The Plame game is further proof that prosecutors should not be tasked to investigate certain "special" offenses, because inevitably, if nothing is there, they continue pursuing things purely to keep their jobs. It's better to leave such efforts to someone whose salary gets paid for other prosecutorial work as well.

Tuesday, May 09, 2006

Have Journo Degree, Need Boobs

The things you find on Craig's List:
I know this is a long shot, but it's worth a try. This month I attained my B.S. degreee in journalism with a minor in marketing. I hope to one day soon be a leading broadcast journalist, but feel that my small chest is holding me back.

I am seeking understanding, kind-hearted people who are willing to invest in my A-cup breasts and help me finance a breast augmentation surgery and advance my career in broadcast journalism.

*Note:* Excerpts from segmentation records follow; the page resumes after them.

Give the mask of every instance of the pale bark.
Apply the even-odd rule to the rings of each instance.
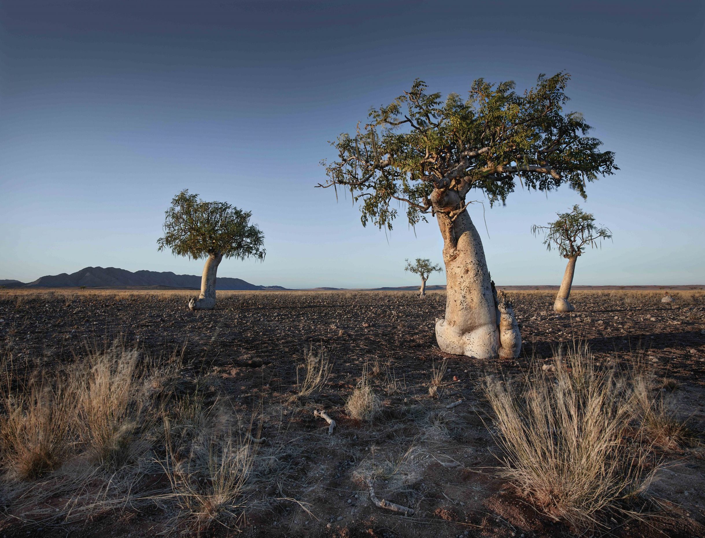
[[[447,279],[446,315],[436,323],[439,346],[480,359],[519,356],[521,334],[514,311],[493,292],[482,242],[460,196],[436,190],[431,201],[443,238]]]
[[[575,307],[568,302],[568,298],[570,296],[570,287],[572,286],[572,277],[575,273],[575,261],[577,260],[577,256],[568,258],[568,264],[565,266],[565,273],[563,273],[563,280],[560,282],[560,289],[558,289],[556,302],[553,303],[553,310],[556,312],[572,312],[575,310]]]
[[[197,299],[192,299],[188,301],[188,308],[191,310],[213,310],[215,308],[216,274],[222,259],[223,254],[219,252],[209,254],[206,259],[201,277],[201,294]]]

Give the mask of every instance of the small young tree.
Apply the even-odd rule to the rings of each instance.
[[[558,220],[548,223],[547,226],[534,225],[531,230],[534,235],[544,234],[544,244],[546,249],[549,251],[558,249],[558,254],[568,258],[568,264],[553,304],[553,310],[556,312],[572,312],[575,308],[568,302],[568,298],[575,273],[575,261],[585,251],[587,245],[596,246],[601,239],[611,239],[612,232],[608,228],[596,226],[595,218],[591,213],[583,211],[577,204],[568,213],[556,214],[558,215]]]
[[[478,358],[518,356],[521,335],[514,313],[493,291],[484,251],[466,200],[472,189],[504,204],[516,184],[550,191],[564,183],[585,196],[586,183],[613,173],[614,154],[577,112],[565,113],[569,75],[539,77],[517,94],[514,83],[476,80],[467,99],[428,94],[416,80],[370,121],[332,144],[328,180],[318,186],[348,189],[360,201],[362,225],[391,229],[393,202],[406,204],[412,225],[436,217],[443,239],[446,315],[436,323],[446,353]]]
[[[431,273],[434,271],[441,272],[443,269],[441,265],[432,265],[431,260],[428,258],[422,259],[417,258],[416,261],[412,263],[408,259],[405,260],[406,267],[405,271],[410,271],[421,277],[421,289],[419,292],[419,299],[426,299],[426,281],[429,280]]]
[[[206,258],[201,278],[201,294],[189,301],[191,310],[212,310],[216,304],[216,273],[223,258],[255,257],[264,259],[264,235],[250,224],[252,213],[226,202],[207,202],[198,194],[181,191],[166,210],[164,237],[159,250],[168,248],[174,254],[195,260]]]

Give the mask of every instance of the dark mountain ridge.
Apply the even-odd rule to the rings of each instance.
[[[51,275],[41,277],[33,282],[23,284],[16,280],[9,282],[12,287],[148,287],[191,288],[200,289],[201,277],[196,275],[176,275],[171,271],[128,271],[116,267],[86,267],[70,275]],[[281,286],[257,286],[240,278],[219,277],[216,289],[286,289]]]

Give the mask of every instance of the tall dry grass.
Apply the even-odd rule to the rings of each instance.
[[[4,371],[9,368],[6,363]],[[66,382],[52,385],[42,377],[20,390],[13,390],[11,377],[0,389],[0,453],[8,475],[20,480],[37,478],[61,465],[71,453],[75,431],[76,398]]]
[[[379,413],[380,408],[379,397],[375,394],[369,380],[367,365],[365,364],[357,387],[345,401],[345,411],[352,418],[372,421]]]
[[[323,346],[317,351],[311,346],[306,351],[303,377],[299,377],[299,366],[296,368],[297,396],[305,399],[319,392],[326,384],[333,371],[333,363]]]
[[[555,366],[533,368],[516,388],[487,381],[501,474],[549,516],[590,526],[601,511],[642,492],[658,467],[637,406],[640,382],[598,370],[584,344]]]

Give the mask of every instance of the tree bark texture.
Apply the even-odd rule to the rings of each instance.
[[[421,279],[421,289],[419,291],[419,299],[426,299],[426,279]]]
[[[213,310],[216,306],[216,274],[218,265],[223,259],[223,254],[216,252],[209,254],[203,266],[201,277],[201,294],[198,299],[192,299],[188,302],[190,310]]]
[[[568,264],[565,266],[565,273],[563,273],[563,280],[560,282],[560,289],[558,289],[556,302],[553,303],[553,310],[556,312],[572,312],[575,310],[575,307],[568,302],[568,298],[570,296],[570,287],[572,286],[572,277],[575,273],[577,260],[577,256],[568,258]]]
[[[460,196],[453,190],[435,191],[431,201],[443,238],[447,279],[446,315],[436,323],[439,346],[479,359],[519,356],[514,311],[503,294],[498,298],[494,292],[482,242]]]

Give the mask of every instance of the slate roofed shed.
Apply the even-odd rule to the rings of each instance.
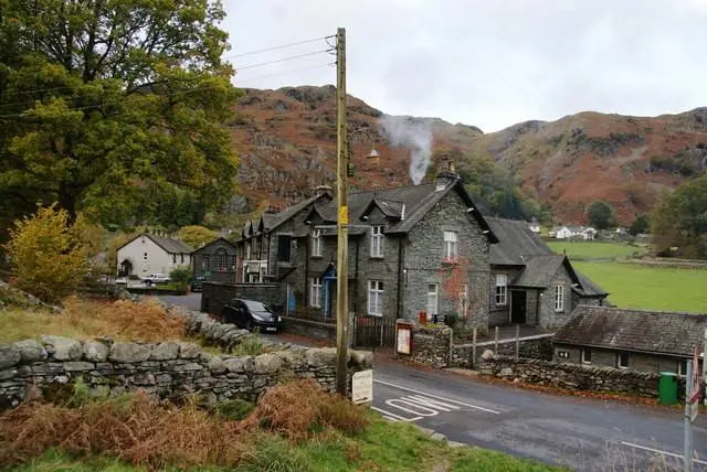
[[[579,305],[553,342],[690,357],[705,326],[707,314]]]

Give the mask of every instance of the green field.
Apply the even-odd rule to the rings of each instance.
[[[576,261],[572,266],[621,308],[707,313],[707,270],[621,262]]]
[[[548,246],[558,254],[566,251],[567,256],[573,260],[615,259],[646,253],[645,247],[630,246],[622,243],[552,240],[548,242]]]

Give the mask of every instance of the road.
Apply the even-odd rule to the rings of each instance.
[[[199,308],[199,294],[162,299]],[[373,377],[373,409],[453,441],[580,471],[643,471],[661,458],[668,470],[680,468],[678,409],[550,396],[395,362],[377,363]],[[705,416],[693,428],[695,470],[707,471]]]

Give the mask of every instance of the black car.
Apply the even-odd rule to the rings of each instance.
[[[191,279],[191,291],[192,292],[202,292],[203,291],[203,282],[207,280],[204,276],[194,276]]]
[[[222,323],[233,323],[249,331],[258,328],[261,332],[277,332],[282,328],[282,317],[255,300],[233,299],[221,310]]]

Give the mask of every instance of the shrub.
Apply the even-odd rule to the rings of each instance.
[[[75,291],[88,271],[82,228],[54,205],[14,223],[4,246],[14,283],[45,302],[56,302]]]

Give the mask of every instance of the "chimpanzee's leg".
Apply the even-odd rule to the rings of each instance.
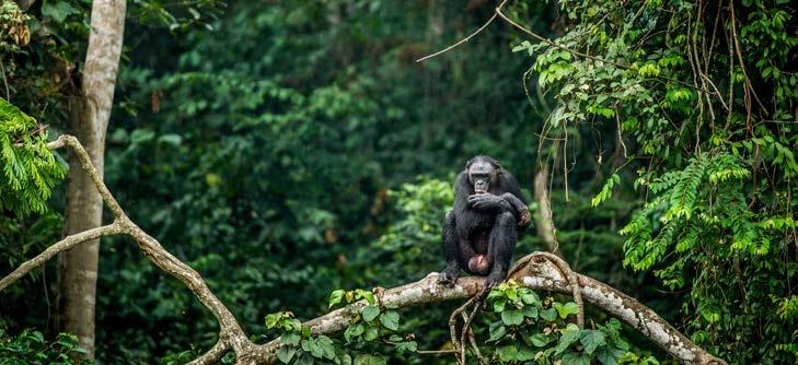
[[[454,285],[460,274],[460,263],[458,260],[459,243],[455,235],[454,213],[452,211],[447,212],[447,216],[443,220],[441,243],[443,245],[443,256],[447,259],[447,268],[441,272],[438,282]]]
[[[490,268],[490,274],[485,280],[483,291],[490,290],[490,287],[507,278],[507,271],[510,270],[510,260],[512,260],[512,251],[516,249],[516,239],[518,239],[516,216],[511,212],[497,215],[488,242],[488,256],[491,259],[493,268]]]

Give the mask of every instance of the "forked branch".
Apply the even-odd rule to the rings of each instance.
[[[48,144],[51,150],[68,146],[81,161],[81,167],[91,177],[91,180],[103,197],[105,204],[114,215],[109,225],[101,226],[68,236],[35,258],[25,261],[16,270],[0,280],[0,292],[11,283],[19,280],[31,270],[43,266],[56,254],[67,250],[83,242],[99,237],[124,234],[130,236],[143,251],[144,256],[159,269],[165,271],[183,282],[194,293],[219,322],[219,341],[204,355],[192,364],[212,364],[218,362],[228,351],[235,353],[239,364],[271,364],[277,361],[277,351],[280,340],[276,339],[266,344],[255,344],[248,340],[241,325],[230,310],[213,295],[203,278],[194,269],[182,262],[166,251],[161,244],[141,228],[139,228],[122,210],[122,207],[103,182],[100,174],[89,158],[80,142],[71,136],[61,136],[57,141]],[[637,329],[640,333],[657,343],[669,354],[685,364],[726,364],[722,360],[714,357],[703,349],[691,342],[684,334],[676,331],[671,325],[659,317],[654,310],[641,305],[634,298],[610,287],[592,278],[571,271],[565,261],[548,252],[529,255],[514,266],[510,272],[514,279],[533,290],[545,290],[575,297],[583,297],[594,306],[616,316]],[[420,281],[405,284],[381,294],[381,304],[392,307],[407,307],[420,304],[431,304],[443,301],[471,298],[482,292],[483,278],[461,278],[453,287],[438,284],[438,273],[430,273]],[[577,298],[581,302],[581,299]],[[467,307],[467,306],[465,306]],[[581,310],[580,310],[581,313]],[[315,334],[334,333],[345,330],[352,316],[357,315],[348,308],[331,311],[324,316],[311,319],[303,325]],[[473,313],[465,318],[464,330],[473,319]],[[465,332],[459,340],[460,358],[464,360]],[[474,341],[469,339],[472,345]],[[476,352],[477,357],[481,357]]]

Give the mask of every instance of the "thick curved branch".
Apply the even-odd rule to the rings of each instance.
[[[183,261],[174,257],[161,244],[148,235],[144,231],[139,228],[125,214],[116,198],[111,193],[111,190],[105,186],[103,179],[94,167],[94,164],[86,153],[83,145],[73,136],[62,134],[56,141],[47,144],[50,150],[57,150],[63,146],[68,146],[72,153],[78,157],[81,164],[81,168],[92,180],[96,187],[103,201],[111,210],[114,215],[114,223],[89,229],[74,235],[70,235],[62,240],[48,247],[44,252],[39,254],[35,258],[23,262],[16,270],[11,272],[9,275],[0,280],[0,291],[5,289],[9,284],[13,283],[31,270],[43,266],[48,259],[53,258],[56,254],[65,251],[79,245],[83,242],[117,235],[126,234],[134,238],[139,245],[139,248],[143,251],[144,256],[152,261],[159,269],[165,271],[172,276],[183,282],[205,305],[208,310],[216,317],[220,327],[219,343],[215,345],[208,353],[200,356],[197,361],[200,364],[212,363],[220,358],[228,349],[232,349],[235,352],[239,364],[252,363],[250,354],[254,352],[255,344],[250,341],[246,333],[241,328],[241,325],[235,320],[230,309],[216,297],[210,291],[208,285],[203,280],[197,271],[185,264]]]
[[[41,267],[56,254],[67,250],[80,243],[103,236],[126,234],[136,240],[147,258],[161,270],[183,282],[194,295],[213,314],[219,321],[219,342],[192,364],[211,364],[232,350],[239,364],[270,364],[277,361],[279,339],[266,344],[256,345],[251,342],[232,313],[213,295],[197,271],[166,251],[161,244],[139,228],[122,210],[122,207],[103,182],[100,174],[89,158],[80,142],[71,136],[61,136],[48,144],[51,150],[69,146],[81,162],[81,167],[103,197],[105,204],[114,215],[114,223],[85,231],[63,238],[48,247],[35,258],[25,261],[12,273],[0,280],[0,291],[19,280],[31,270]],[[684,334],[659,317],[654,310],[641,305],[611,286],[592,278],[564,270],[558,258],[548,252],[529,255],[514,266],[510,278],[522,282],[534,290],[546,290],[558,293],[579,294],[597,307],[615,315],[632,325],[644,335],[657,343],[668,353],[685,364],[726,364],[703,349],[696,346]],[[565,272],[564,272],[565,271]],[[474,297],[481,293],[483,278],[461,278],[453,287],[438,284],[438,273],[430,273],[415,283],[391,290],[381,291],[381,303],[391,307],[407,307],[419,304],[437,303],[451,299]],[[574,283],[578,283],[575,293]],[[363,305],[362,303],[360,305]],[[358,314],[357,308],[342,308],[324,316],[311,319],[303,325],[315,334],[333,333],[346,329],[350,319]]]
[[[548,252],[541,252],[551,255]],[[654,310],[622,292],[599,282],[595,279],[575,273],[581,296],[594,306],[616,316],[632,325],[644,335],[658,344],[683,364],[726,364],[720,358],[695,345],[673,326],[659,317]],[[533,290],[571,294],[573,286],[562,270],[548,257],[540,254],[529,255],[518,261],[511,278]],[[406,307],[443,301],[473,297],[482,291],[483,278],[469,276],[458,279],[456,285],[447,287],[438,284],[438,273],[398,287],[385,290],[382,303],[385,305]],[[358,310],[340,308],[324,316],[304,322],[315,334],[343,331]],[[257,348],[258,363],[273,364],[277,361],[280,340],[276,339]]]
[[[47,262],[47,260],[51,259],[54,256],[56,256],[60,251],[66,251],[86,240],[92,240],[92,239],[96,239],[100,237],[118,235],[119,233],[122,233],[122,227],[118,224],[113,223],[113,224],[104,225],[102,227],[96,227],[93,229],[81,232],[76,235],[68,236],[68,237],[53,244],[53,246],[47,247],[47,249],[45,249],[42,254],[38,254],[33,259],[30,259],[30,260],[23,262],[14,271],[12,271],[5,278],[0,280],[0,292],[2,292],[11,283],[18,281],[20,278],[22,278],[25,274],[27,274],[28,272],[31,272],[31,270],[43,266],[45,262]]]

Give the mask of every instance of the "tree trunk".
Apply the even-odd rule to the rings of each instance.
[[[72,133],[83,143],[101,176],[122,52],[125,8],[125,0],[95,0],[92,3],[82,90],[70,105]],[[103,217],[102,198],[74,155],[69,158],[68,179],[65,236],[97,227]],[[58,266],[58,330],[77,334],[90,360],[94,358],[97,249],[96,239],[77,246],[60,256]]]
[[[552,221],[552,201],[548,197],[548,170],[543,167],[535,174],[535,202],[537,203],[537,214],[535,214],[535,228],[537,237],[546,244],[550,252],[565,258],[563,250],[554,233],[554,223]]]

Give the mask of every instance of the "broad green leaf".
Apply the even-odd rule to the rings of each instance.
[[[557,309],[559,318],[563,319],[565,319],[569,315],[576,315],[579,313],[579,306],[577,306],[577,304],[574,302],[568,302],[566,304],[555,303],[554,308]]]
[[[56,23],[63,23],[67,16],[71,14],[80,14],[80,10],[72,7],[67,1],[44,1],[42,4],[42,15],[53,19]]]
[[[285,344],[298,345],[300,340],[299,333],[285,333],[280,335],[280,342]]]
[[[385,328],[397,331],[398,330],[398,313],[396,310],[389,310],[380,315],[380,322]]]
[[[329,299],[327,301],[329,303],[328,308],[332,308],[334,305],[340,303],[340,301],[344,299],[344,290],[337,290],[333,291],[333,293],[329,293]]]
[[[582,330],[579,341],[585,346],[585,352],[592,354],[597,348],[606,344],[604,333],[599,330]]]
[[[557,319],[557,309],[548,308],[541,310],[541,318],[548,322],[554,321]]]
[[[501,321],[507,326],[518,326],[523,322],[523,313],[518,309],[501,313]]]
[[[378,307],[378,306],[368,305],[363,308],[362,316],[363,316],[363,320],[367,322],[374,320],[374,318],[377,318],[377,316],[379,316],[379,315],[380,315],[380,307]]]
[[[590,356],[570,351],[563,355],[560,365],[590,365]]]
[[[498,341],[505,334],[507,334],[507,327],[502,322],[493,322],[489,327],[490,338],[488,341]]]
[[[527,343],[531,343],[532,345],[535,345],[537,348],[543,348],[546,344],[548,344],[550,342],[552,342],[554,340],[554,338],[548,337],[543,333],[535,333],[535,334],[527,337],[525,340],[527,340]]]
[[[277,351],[277,358],[284,363],[288,364],[291,358],[293,358],[293,354],[297,353],[297,348],[294,346],[280,346],[280,350]]]

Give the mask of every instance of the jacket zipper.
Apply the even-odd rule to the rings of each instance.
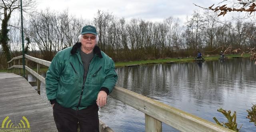
[[[77,57],[78,58],[78,57],[77,56]],[[91,60],[90,61],[90,62],[89,62],[89,66],[88,66],[88,71],[87,72],[87,73],[86,74],[86,77],[87,77],[87,75],[88,75],[88,72],[89,72],[89,69],[90,68],[90,64],[91,64],[91,62],[92,61],[92,60],[94,58],[94,57],[92,58]],[[83,68],[84,66],[82,64],[82,65],[83,66]],[[84,71],[83,75],[84,75],[83,77],[84,78]],[[83,78],[83,81],[84,81],[84,78]],[[84,80],[84,83],[83,82],[83,87],[82,88],[82,91],[81,92],[81,94],[80,94],[80,98],[79,98],[79,101],[78,101],[78,105],[77,106],[77,107],[76,107],[76,110],[79,110],[78,107],[80,106],[80,104],[81,104],[81,100],[82,100],[82,96],[83,95],[83,93],[84,92],[84,83],[86,81],[86,78],[85,78],[85,80]]]
[[[96,74],[97,74],[99,72],[100,70],[100,69],[101,69],[101,68],[102,68],[102,66],[100,66],[100,67],[99,68],[99,69],[98,69],[98,70],[97,71],[96,71],[95,73],[93,74],[93,75],[92,75],[92,77],[94,77],[95,76],[96,76]]]
[[[71,62],[69,62],[69,63],[70,63],[70,65],[71,65],[71,66],[72,66],[72,68],[73,68],[73,70],[74,70],[74,71],[75,71],[75,73],[76,73],[76,75],[78,76],[78,74],[77,74],[77,72],[76,72],[76,69],[75,69],[75,68],[74,67],[74,66],[73,66],[72,63],[71,63]]]

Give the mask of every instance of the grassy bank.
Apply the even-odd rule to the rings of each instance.
[[[233,57],[241,57],[241,54],[230,54],[226,55],[226,56],[228,57],[228,58],[232,58]],[[248,54],[244,54],[242,57],[249,57],[250,55]],[[205,60],[217,60],[220,58],[220,56],[203,56],[203,58]],[[168,62],[191,62],[194,60],[194,58],[165,58],[165,59],[159,59],[156,60],[140,60],[140,61],[129,61],[126,62],[117,62],[115,63],[116,67],[119,67],[124,66],[125,65],[133,65],[133,64],[138,64],[138,65],[144,65],[152,64],[159,64],[159,63],[164,63]],[[37,71],[36,68],[33,68],[33,70],[35,71]],[[48,70],[48,67],[41,67],[40,68],[40,72],[46,72]],[[8,70],[0,70],[0,72],[7,72]],[[22,72],[22,70],[21,70],[21,72]]]
[[[228,58],[231,58],[233,57],[240,57],[241,54],[230,54],[226,55],[226,57]],[[249,57],[248,54],[244,54],[242,57]],[[220,58],[220,56],[203,56],[205,60],[217,60]],[[122,67],[125,65],[133,65],[133,64],[151,64],[164,63],[168,62],[188,62],[194,60],[194,58],[170,58],[165,59],[159,59],[157,60],[141,60],[136,61],[130,61],[126,62],[117,62],[115,63],[116,67]]]

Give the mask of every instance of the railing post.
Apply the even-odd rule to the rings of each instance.
[[[37,73],[39,74],[39,72],[40,71],[40,64],[37,64]],[[41,81],[40,80],[37,79],[37,93],[40,95],[40,85],[41,84]]]
[[[18,59],[18,64],[19,65],[20,65],[20,59]],[[18,69],[19,69],[19,75],[20,75],[20,68],[18,68]]]
[[[29,67],[28,66],[28,60],[27,59],[26,59],[26,66]],[[25,71],[24,70],[23,71]],[[26,79],[27,80],[27,81],[28,81],[28,70],[26,70]]]
[[[162,132],[162,122],[145,114],[146,132]]]

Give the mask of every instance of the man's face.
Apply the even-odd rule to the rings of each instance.
[[[86,34],[82,35],[81,43],[82,48],[83,51],[91,51],[93,50],[96,45],[96,36],[92,34]]]

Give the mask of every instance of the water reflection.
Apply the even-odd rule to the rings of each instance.
[[[119,68],[117,85],[214,123],[214,116],[226,121],[217,109],[236,111],[241,131],[253,132],[256,127],[245,117],[246,110],[256,103],[254,64],[238,58]],[[145,131],[144,114],[111,97],[108,101],[99,115],[110,127],[116,132]],[[163,131],[177,130],[163,124]]]

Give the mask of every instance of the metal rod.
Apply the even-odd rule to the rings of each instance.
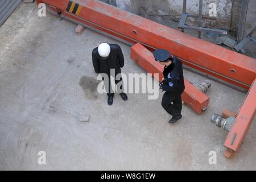
[[[249,0],[242,0],[239,20],[238,31],[237,32],[237,42],[240,43],[244,38],[245,22],[246,22],[247,10]]]
[[[203,19],[203,0],[199,0],[199,27],[202,26]],[[198,32],[198,38],[201,39],[201,31]]]

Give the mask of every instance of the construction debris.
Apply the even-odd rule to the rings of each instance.
[[[78,24],[76,28],[75,32],[77,35],[81,35],[85,30],[85,27],[81,24]]]

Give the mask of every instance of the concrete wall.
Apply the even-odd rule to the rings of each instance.
[[[182,14],[183,1],[182,0],[100,0],[121,9],[132,12],[142,16],[152,19],[158,16],[159,23],[162,23],[161,17],[179,20]],[[209,15],[209,5],[217,5],[217,20],[205,21],[205,26],[226,29],[236,36],[237,26],[240,16],[242,0],[203,0],[203,14]],[[187,13],[198,14],[199,0],[187,0]],[[250,27],[256,18],[256,1],[250,1],[248,10],[248,27]],[[164,17],[163,17],[164,16]]]

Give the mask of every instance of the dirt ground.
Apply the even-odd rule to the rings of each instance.
[[[130,57],[130,47],[22,3],[0,28],[0,169],[256,169],[254,119],[239,152],[225,158],[228,133],[210,122],[224,109],[237,111],[246,94],[214,81],[201,115],[184,105],[174,125],[146,94],[115,95],[109,106],[97,92],[91,59],[102,42],[115,43],[124,73],[146,73]],[[184,70],[192,83],[206,78]],[[81,122],[89,115],[89,122]],[[38,152],[46,152],[39,165]],[[217,152],[210,165],[209,152]]]

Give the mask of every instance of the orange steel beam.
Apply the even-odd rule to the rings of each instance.
[[[37,0],[62,17],[147,47],[164,48],[184,64],[249,89],[256,77],[256,60],[96,0]]]
[[[229,131],[224,146],[228,148],[224,154],[230,158],[232,153],[237,152],[253,122],[256,111],[256,79],[250,88],[242,107]]]
[[[131,47],[131,57],[148,73],[158,73],[159,81],[163,78],[164,67],[155,61],[151,52],[139,43]],[[184,79],[185,90],[182,94],[182,100],[197,114],[201,114],[207,109],[210,98],[198,90],[188,80]]]

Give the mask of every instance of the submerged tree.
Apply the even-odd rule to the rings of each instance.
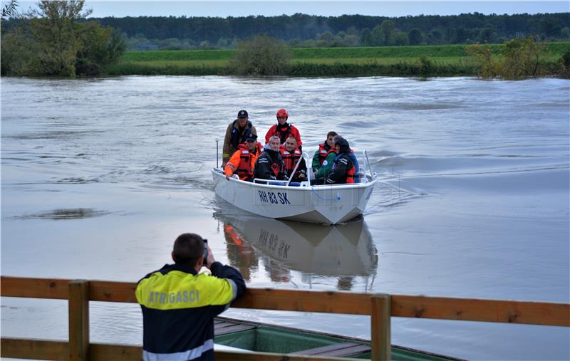
[[[16,8],[18,7],[18,1],[16,0],[10,0],[10,1],[4,5],[2,8],[2,20],[11,18],[16,15]]]
[[[237,74],[276,75],[284,74],[291,51],[281,40],[267,35],[238,43],[237,52],[231,66]]]
[[[84,0],[38,3],[21,26],[2,38],[2,73],[74,78],[96,75],[125,51],[112,28],[81,23],[90,13]],[[6,58],[6,59],[4,58]]]
[[[502,57],[494,57],[492,49],[488,45],[467,47],[467,53],[475,58],[482,78],[522,79],[544,73],[542,57],[546,46],[539,42],[538,36],[506,41],[501,49]]]

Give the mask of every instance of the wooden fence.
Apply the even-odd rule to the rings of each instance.
[[[0,356],[34,360],[140,360],[140,346],[89,342],[89,301],[136,303],[136,284],[1,276],[0,295],[68,300],[69,341],[1,338]],[[234,308],[368,315],[372,359],[390,360],[390,317],[570,326],[570,304],[248,288]],[[216,352],[216,360],[338,360],[303,355]]]

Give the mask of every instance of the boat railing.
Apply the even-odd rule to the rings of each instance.
[[[307,167],[307,170],[309,170],[308,165],[309,163],[309,155],[306,152],[303,152],[301,155],[301,157],[297,160],[297,163],[295,164],[295,167],[293,168],[293,172],[291,172],[291,175],[289,175],[289,179],[287,180],[287,183],[285,184],[286,186],[289,185],[291,183],[291,180],[293,179],[293,176],[295,174],[295,172],[297,171],[297,168],[299,167],[299,164],[301,164],[301,159],[305,159],[305,166]],[[307,180],[309,184],[311,184],[311,172],[307,172]]]
[[[33,360],[140,360],[142,347],[93,343],[89,339],[89,302],[137,302],[135,283],[1,276],[0,295],[68,300],[67,341],[8,338],[2,335],[0,357]],[[391,357],[392,317],[570,326],[570,303],[248,288],[232,308],[318,312],[370,316],[372,360]],[[540,345],[537,345],[540,347]],[[307,360],[302,355],[218,350],[216,360]],[[311,360],[341,360],[311,357]]]

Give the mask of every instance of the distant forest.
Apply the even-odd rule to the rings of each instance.
[[[267,34],[293,47],[382,46],[502,43],[529,35],[570,39],[570,13],[388,18],[363,15],[89,18],[123,33],[130,49],[229,48]],[[17,22],[11,20],[9,22]],[[9,24],[6,24],[9,28]]]

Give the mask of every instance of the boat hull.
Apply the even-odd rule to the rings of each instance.
[[[300,187],[226,179],[221,169],[212,169],[216,194],[254,214],[309,223],[336,224],[361,215],[372,195],[375,177],[358,184]]]

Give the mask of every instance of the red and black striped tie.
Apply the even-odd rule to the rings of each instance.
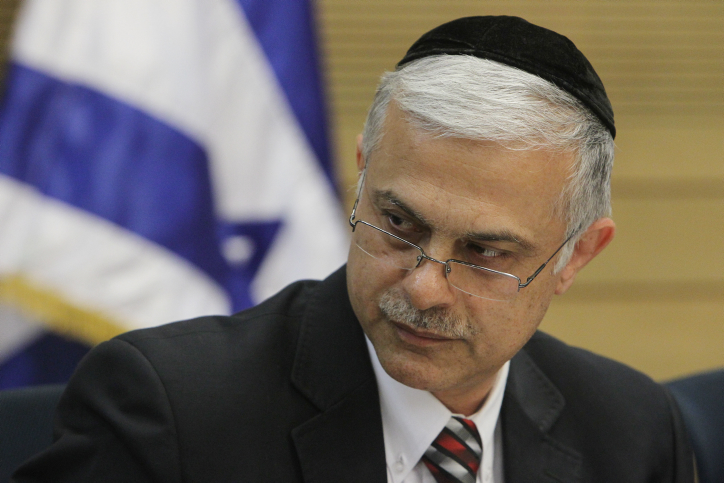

The surgery will cost $3,000 and get me up to a full C-cup. I believe that this is the final piece that I need to have more self-confidence and gain better job opportunities.

In this day and age, I know how important looking good is for any career. I know this surgery will increase my chances three-fold on top of my education, experience and talent.

Please reply if you can help. This is not only an investment in my confidence; It is an investment in my fruitful career. Thank you.